6. Practical Applications, Deployment, and Research Directions

CodeLlama-13B is widely adapted for IDE-assisted completion, repository-level code synthesis (e.g., ToolGen, RepoRift), scenario code generation (NL→Scenic for automated vehicle testing), and API-call synthesis. When retrieval-augmented prompting and few-shot techniques are applied, it achieves executable code closely matching human expert benchmarks (EDIT-COMP up to 63.33, 76.67% compile, and 63.33% CARLA scenario generation success), approaching or surpassing much larger open models on local hardware (Bauerfeind et al., 15 Oct 2025).
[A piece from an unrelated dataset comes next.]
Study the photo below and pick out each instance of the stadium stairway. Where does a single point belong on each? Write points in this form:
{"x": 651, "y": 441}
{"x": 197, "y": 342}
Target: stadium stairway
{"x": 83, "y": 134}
Nevertheless, the model inherits known limitations of Transformer-based code LLMs such as bounded context window for cross-file reasoning, susceptibility to learned vulnerabilities from datastream, and potential for biases analogous to comparable systems (Huynh et al., 3 Mar 2025). Ongoing research explores: parameter-efficient fine-tuning (e.g., LoRA, QLoRA); advanced feedback-driven optimization (RLEF, cRLHF); quantization and sparsity for edge deployment (OmniQuant, GPTQ); and interpretability tools for safety-critical transparency (Huynh et al., 3 Mar 2025).

Licensing under Meta’s permissive terms enables research and most commercial applications (Rozière et al., 2023). CodeLlama-13B occupies a central position in the ecosystem as a pragmatic, high-capacity, open foundation for code LLM research and deployment, with extensibility for security, domain adaptation, and interpretability use cases.